This repository contains an efficient implementation of Kolmogorov-Arnold Network (KAN). The original implementation of KAN is available here.

The performance issue of the original implementation is mostly because it needs to expand all intermediate variables to perform the different activation functions. For a layer with in_features input and out_features output, the original implementation needs to expand the input to a tensor with shape (batch_size, out_features, in_features) to perform the activation functions. However, all activation functions are linear combination of a fixed set of basis functions which are B-splines; given that, we can reformulate the computation as activate the input with different basis functions and then combine them linearly. This reformulation can significantly reduce the memory cost and make the computation a straightforward matrix multiplication, and works with both forward and backward pass naturally.

The problem is in the sparsification which is claimed to be critical to KAN's interpretability. The authors proposed a L1 regularization defined on the input samples, which requires non-linear operations on the (batch_size, out_features, in_features) tensor, and is thus not compatible with the reformulation. I instead replace the L1 regularization with a L1 regularization on the weights, which is more common in neural networks and is compatible with the reformulation. The author's implementation indeed include this kind of regularization alongside the one described in the paper as well, so I think it might help. More experiments are needed to verify this; but at least the original approach is infeasible if efficiency is wanted.

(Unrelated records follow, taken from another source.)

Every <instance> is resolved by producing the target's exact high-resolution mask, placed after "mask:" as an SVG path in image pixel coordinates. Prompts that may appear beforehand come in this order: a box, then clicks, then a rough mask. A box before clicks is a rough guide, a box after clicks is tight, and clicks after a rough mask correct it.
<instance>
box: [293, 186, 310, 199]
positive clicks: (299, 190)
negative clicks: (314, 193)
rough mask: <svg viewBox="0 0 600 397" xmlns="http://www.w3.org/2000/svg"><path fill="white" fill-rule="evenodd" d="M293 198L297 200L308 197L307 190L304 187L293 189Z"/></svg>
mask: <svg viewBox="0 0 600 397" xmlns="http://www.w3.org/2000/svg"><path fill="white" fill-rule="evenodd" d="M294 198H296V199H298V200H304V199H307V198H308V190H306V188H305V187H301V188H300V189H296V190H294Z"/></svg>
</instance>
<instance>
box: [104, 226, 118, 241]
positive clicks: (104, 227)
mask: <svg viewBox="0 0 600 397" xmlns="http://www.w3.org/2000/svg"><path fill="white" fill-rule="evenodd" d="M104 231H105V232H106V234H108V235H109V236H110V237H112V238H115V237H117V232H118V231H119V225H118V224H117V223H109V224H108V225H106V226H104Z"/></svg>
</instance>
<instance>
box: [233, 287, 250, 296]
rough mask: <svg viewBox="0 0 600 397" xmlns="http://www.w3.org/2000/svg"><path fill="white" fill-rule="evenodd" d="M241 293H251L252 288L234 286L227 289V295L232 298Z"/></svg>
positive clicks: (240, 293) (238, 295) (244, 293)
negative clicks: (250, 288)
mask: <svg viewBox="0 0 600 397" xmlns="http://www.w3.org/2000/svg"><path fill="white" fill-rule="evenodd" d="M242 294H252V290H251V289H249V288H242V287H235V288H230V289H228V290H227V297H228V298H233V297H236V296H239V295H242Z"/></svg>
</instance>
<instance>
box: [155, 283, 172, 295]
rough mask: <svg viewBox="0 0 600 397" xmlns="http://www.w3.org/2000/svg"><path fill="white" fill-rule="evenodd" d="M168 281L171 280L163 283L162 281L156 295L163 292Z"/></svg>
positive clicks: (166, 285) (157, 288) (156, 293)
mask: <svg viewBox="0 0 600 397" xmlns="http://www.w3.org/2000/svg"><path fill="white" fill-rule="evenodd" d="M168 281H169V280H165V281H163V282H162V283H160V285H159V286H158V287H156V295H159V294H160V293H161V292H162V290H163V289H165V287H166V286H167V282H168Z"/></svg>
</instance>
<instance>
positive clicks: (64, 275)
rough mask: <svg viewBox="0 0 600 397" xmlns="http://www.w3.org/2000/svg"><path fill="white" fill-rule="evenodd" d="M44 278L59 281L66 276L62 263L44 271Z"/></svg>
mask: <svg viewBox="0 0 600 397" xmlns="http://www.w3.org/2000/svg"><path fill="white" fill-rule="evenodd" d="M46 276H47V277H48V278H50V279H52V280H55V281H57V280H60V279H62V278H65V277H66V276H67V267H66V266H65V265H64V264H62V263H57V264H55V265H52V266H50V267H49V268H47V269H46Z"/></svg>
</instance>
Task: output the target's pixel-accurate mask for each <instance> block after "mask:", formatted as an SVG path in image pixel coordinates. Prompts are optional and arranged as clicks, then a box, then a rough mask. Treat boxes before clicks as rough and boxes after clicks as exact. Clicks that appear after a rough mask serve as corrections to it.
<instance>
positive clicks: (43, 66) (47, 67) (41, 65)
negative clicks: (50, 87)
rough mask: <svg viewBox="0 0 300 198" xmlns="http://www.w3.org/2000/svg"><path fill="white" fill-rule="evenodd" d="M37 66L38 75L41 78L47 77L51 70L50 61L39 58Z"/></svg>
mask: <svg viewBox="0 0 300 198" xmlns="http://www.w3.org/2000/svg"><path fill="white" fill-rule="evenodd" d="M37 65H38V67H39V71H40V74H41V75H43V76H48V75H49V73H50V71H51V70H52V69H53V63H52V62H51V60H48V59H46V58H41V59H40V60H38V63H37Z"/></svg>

Another difference is that, beside the learnable activation functions (B-splines), the original implementation also includes a learnable scale on each activation function. I provided an option enable_standalone_scale_spline that defaults to True to include this feature; disable it will make the model more efficient, but potentially hurts results. It needs more experiments.

2024-05-04 Update: @xiaol hinted that the constant initialization of base_weight parameters can be a problem on MNIST. For now I've changed both the base_weight and spline_scaler matrices to be initialized with kaiming_uniform_, following nn.Linear's initialization. It seems to work much much better on MNIST (~20% to ~97%), but I'm not sure if it's a good idea in general.